You don’t really know anything except one thing, there are people 20 miles away who want you dead. They don’t know if you are pro or anti-Palestine, Jew, Christian or Muslim, Arab or African, child or elderly, woman or man. They will celebrate your death regardless of who you are simply for the reason that you live on the other side of the fence. You know the rocket is imprecise, you know that they don’t care where it flies, you know that they shoot it with one thought: that it hits someone, anyone. You know it can’t destroy a building, but if it falls anywhere near you, it will kill you or maim you for life.
And so as you listen to the waxing and waning of the siren, you can’t stop but think about two things: what to do and are you unlucky. Because the chances of it hitting you are low. You have to be unlucky to be hit. But you don’t know if you are lucky or unlucky. If this is the day that you made the wrong decision to take the regular path or if this was your bad day because you took an alternate route that lead you to be just at the spot where a rocket lands to day. You sit and wonder are you unlucky enough to be hit by the few rocket that get passed the Iron Dome and picks you out of all the people in your city, a city that takes less time to run lengthwise than a 5k and only a couple miles in width. A city that is dense and compact and where there really isn’t time to search for a shelter.
And so you find a spot that you think is safe, and you hope that today you are not unlucky, that your friends and family are not unlucky. And you listen for the Iron Dome to hit the rockets and you wait to hear if any of them crash and you wait to see if you are going to stay alive.
Now in a normal country, if this happened once, the country would go and stop it. They would send their rockets at those who launch the rockets, send their troops to find the sadistic killers. But we can’t. Every time we try to, the world erupts in unison in condemnation, of how dare we try to stop their “resistance”, how dare we respond to them and kill civilians, when they purposely, sadistically, cruelly place themselves near civilians with the specific aim of having those civilians killed should we respond to derive the most sympathy to them and hatred towards us.
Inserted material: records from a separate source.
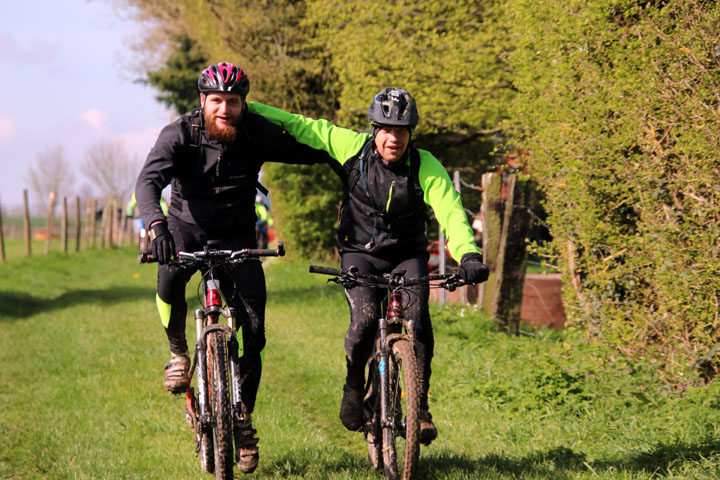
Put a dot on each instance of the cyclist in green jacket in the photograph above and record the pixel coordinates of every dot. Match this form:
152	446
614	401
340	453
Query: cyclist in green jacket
387	185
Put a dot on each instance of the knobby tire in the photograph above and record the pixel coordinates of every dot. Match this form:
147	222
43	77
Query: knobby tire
220	403
401	455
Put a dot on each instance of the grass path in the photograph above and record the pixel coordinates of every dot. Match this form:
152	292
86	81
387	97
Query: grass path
81	395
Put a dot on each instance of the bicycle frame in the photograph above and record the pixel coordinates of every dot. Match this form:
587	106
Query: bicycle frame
206	322
217	353
389	330
392	386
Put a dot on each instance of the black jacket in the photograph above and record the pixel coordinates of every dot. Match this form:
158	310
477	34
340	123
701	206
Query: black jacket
383	210
213	185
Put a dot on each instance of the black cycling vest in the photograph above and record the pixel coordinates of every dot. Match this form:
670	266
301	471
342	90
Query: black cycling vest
383	210
214	184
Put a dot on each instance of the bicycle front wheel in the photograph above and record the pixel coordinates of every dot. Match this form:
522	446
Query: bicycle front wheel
401	437
220	403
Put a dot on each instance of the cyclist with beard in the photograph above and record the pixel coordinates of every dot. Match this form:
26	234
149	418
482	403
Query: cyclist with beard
387	185
211	158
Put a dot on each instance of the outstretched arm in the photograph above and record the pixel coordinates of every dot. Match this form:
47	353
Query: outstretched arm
445	202
340	143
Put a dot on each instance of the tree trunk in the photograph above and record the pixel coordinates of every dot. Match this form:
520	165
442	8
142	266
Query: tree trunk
507	223
63	226
26	217
49	225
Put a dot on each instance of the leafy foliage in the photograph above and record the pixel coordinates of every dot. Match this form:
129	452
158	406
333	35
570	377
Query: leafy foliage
618	105
177	79
327	60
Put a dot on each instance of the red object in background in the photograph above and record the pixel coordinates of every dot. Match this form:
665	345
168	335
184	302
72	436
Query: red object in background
434	260
213	298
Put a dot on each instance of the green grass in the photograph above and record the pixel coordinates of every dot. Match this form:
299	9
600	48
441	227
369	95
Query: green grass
81	397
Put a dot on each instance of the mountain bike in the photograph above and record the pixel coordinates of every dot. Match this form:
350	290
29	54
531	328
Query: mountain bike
215	412
392	393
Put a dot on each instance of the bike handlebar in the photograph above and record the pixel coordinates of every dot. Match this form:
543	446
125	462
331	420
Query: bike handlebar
212	253
350	278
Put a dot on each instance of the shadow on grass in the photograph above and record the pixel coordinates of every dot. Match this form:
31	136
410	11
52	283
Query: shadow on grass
300	465
15	305
563	463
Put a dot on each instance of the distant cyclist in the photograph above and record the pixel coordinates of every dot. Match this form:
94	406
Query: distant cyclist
264	222
212	158
388	184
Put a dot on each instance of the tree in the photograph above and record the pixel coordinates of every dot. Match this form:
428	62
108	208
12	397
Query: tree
50	173
326	59
618	105
177	79
111	169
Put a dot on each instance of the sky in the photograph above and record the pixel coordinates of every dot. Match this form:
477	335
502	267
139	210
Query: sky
67	79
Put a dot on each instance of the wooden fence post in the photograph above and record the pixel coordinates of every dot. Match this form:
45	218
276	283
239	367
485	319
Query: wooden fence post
2	240
77	224
26	217
49	226
63	226
508	220
93	222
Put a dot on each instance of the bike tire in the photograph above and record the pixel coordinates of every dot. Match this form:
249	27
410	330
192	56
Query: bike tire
401	443
220	403
207	452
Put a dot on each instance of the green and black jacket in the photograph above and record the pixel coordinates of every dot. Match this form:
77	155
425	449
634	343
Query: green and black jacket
384	206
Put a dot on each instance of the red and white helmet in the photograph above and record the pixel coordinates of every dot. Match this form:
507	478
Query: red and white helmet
224	77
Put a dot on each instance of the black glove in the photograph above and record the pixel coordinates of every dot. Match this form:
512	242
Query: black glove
163	244
471	268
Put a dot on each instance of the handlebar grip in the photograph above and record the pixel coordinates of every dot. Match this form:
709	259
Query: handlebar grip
325	270
147	258
268	252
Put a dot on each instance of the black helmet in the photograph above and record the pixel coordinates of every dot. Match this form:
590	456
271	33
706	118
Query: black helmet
224	77
393	107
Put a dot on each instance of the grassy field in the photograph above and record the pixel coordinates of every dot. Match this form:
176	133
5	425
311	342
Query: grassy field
81	397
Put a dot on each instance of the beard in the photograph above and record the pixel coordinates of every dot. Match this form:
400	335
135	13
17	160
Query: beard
224	135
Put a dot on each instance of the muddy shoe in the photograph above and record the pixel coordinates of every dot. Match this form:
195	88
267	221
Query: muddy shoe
351	408
247	454
177	373
428	432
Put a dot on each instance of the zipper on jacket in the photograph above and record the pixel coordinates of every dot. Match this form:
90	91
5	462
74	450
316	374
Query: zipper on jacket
387	207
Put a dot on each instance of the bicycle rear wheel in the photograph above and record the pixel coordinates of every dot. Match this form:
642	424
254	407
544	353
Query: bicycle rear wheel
401	440
219	394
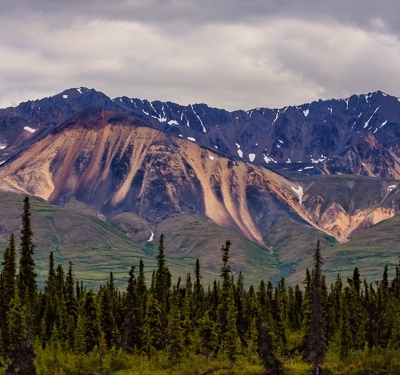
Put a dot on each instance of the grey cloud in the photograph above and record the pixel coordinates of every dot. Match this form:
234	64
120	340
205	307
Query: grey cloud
232	54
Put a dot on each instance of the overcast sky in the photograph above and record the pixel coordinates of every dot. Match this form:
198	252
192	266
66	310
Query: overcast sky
233	54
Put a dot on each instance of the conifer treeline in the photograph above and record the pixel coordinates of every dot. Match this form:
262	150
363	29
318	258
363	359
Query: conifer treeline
179	318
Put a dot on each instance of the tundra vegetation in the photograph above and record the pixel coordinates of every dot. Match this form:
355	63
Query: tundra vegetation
165	326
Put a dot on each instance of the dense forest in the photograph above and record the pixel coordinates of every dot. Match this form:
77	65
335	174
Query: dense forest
165	326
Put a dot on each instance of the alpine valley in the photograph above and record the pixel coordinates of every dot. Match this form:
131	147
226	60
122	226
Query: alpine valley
107	177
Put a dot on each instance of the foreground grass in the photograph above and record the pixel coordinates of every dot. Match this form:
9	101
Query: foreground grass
62	362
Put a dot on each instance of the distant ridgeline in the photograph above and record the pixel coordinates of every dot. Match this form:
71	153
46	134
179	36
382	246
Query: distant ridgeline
65	327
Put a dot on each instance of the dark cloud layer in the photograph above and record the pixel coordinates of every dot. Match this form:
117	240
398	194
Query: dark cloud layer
232	54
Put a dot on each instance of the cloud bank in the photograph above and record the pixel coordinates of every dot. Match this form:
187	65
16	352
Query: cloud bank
229	54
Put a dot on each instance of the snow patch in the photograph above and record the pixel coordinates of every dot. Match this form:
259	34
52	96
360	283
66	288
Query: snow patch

Somehow the brain of the world will not for a second consider their genocidal actions towards me, or the people they hold hostage, the people they hide behind while shooting at me.
All we hear is “if we give them their land they wouldn’t try to kill you”. Something no one would say about any other conflict, because it would sound crazy to reward psychopaths with land in Russia, or China or India or any other country. But this is what they say and so we offer them a state, and they say no and go on a rampage killing us in clubs, cafe’s and on buses. We give them money and they buy more rockets that shoot further and destroy more. We leave the land that we won in a war of their agression, and they build more rockets and shoot more of them at us. And no matter what we try to do to appease them their goal doesn’t change: their goal is our death.
And so what do we do? We decrease the chances of bad luck by using our ingenuity and time and money on technology that destroys their rockets, instead of all the other things we could be making with that talent and money. And all they do is get more rockets with the hope of either getting us to spend so much money that we go bankrupt or that somehow a rocket gets passed the Iron Dome, and kills someone, anyone.
The insanity is that it doesn’t matter if that rocket doesn’t end our state. They know that rocket won’t creat their state. It doesn’t matter how ineffective it is to get them to their goal: the elimination of our people, all they care is that there is one fewer Israeli, Jew or Muslim, old or young, man or woman, white or black. They just want us dead and the western media, the student protesters, the world loves them for it.
And then it passes, usually with a boom and the slow silence of the siren. Your adrenaline falls. You leave your “safe” spot, you calm the kids nearby, and you try to get on with your day. And you don’t call anyone because there are too many people to call, except maybe your spouse. We assume that we are ok unless we hear otherwise. We simply kiss each other an extra kiss when we depart and give an extra long hug when we meet. Because no one knows when their luck is going to run out.